Crisálida is composed of two engrossing suites on which he leads the Global Messengers, an intrepid new ensemble, consisting of alumni from Berklee College of Music’s Global Jazz Institute. Similar to Dizzy Gillespie’s United Nations Orchestra, which helped launch Pérez’s international career, the Global Messengers is a multicultural combo that features percussionist Tareq Rantisi (Palestine), laouto player Vasilis Kostas (Greece), violinist and vocalist Layth Sidiq (Iraq, Jordan), cellist Naseem Alatrash (Palestine) and singer Farayi Malek (United States). Guest appearing on several cuts are batá drummer Román Diaz (Cuba), Ney flutist Faris Ishaq (Palestine), Zárate (Chile), singer Eirini Tornesaki (Greece) and the Kalesma Children’s Choir of The Ark of the World (Kivotos tou Kosmou) (based in Greece).
“These musicians are very interested in cultivating their gifts to become role models for the betterment of humanity. I love this openness of wanting to explore and connect,” says Pérez, who in addition to being the founder of the Berklee Global Jazz Institute, is a UNESCO Artist for Peace, the Cultural Ambassador to the Republic of Panama, and the Founder and Artistic Director of the Panama Jazz Festival.
“In the Berklee Global Jazz Institute, we talk a lot about finding new sounds through the blues and connecting to your roots – expanding the folkloric elements of where you come from,” he adds. “The Global Messengers are a new family that explores the power of music as a tool for inter-cultural dialogue.”

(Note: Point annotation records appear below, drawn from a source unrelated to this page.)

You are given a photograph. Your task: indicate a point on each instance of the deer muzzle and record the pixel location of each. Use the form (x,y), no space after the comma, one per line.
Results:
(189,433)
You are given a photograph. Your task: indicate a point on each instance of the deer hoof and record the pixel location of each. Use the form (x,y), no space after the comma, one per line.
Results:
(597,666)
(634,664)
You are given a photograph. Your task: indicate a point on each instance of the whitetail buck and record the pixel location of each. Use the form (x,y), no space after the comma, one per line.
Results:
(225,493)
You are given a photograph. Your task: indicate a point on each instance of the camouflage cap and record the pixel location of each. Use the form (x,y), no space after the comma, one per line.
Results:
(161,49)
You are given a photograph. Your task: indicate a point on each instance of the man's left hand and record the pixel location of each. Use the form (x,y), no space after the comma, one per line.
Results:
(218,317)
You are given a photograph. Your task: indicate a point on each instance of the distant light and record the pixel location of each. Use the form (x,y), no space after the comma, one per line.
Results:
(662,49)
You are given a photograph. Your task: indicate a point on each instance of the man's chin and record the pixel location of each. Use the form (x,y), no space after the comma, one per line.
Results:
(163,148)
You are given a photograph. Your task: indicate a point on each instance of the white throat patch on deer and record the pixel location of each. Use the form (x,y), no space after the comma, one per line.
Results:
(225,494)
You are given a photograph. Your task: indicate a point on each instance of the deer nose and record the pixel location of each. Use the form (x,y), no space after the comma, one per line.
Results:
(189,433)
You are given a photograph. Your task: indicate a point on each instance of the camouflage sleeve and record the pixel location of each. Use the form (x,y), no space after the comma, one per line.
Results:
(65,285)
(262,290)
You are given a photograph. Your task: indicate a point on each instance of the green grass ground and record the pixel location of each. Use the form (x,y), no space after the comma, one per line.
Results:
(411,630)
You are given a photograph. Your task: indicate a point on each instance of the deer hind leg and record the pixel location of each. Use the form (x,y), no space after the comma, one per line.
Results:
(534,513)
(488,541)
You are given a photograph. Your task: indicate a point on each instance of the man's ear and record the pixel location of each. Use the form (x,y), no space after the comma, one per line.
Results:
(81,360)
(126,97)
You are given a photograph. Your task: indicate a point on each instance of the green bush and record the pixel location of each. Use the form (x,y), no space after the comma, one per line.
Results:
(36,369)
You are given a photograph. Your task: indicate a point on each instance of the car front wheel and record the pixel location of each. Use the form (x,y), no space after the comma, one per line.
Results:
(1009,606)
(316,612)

With their intriguing, unconventional instrumentation (to jazz standards), the Global Messengers afford the music with an arabesque, “beyond category” quality that alludes to chamber music, cinematic score and, of course, the sparkling improvisation associated with jazz. The album’s four-part “La Muralla (Glass Walls) Suite” occupies the first half, while the four-part “Fronteras (Borders) Suite” concludes the program.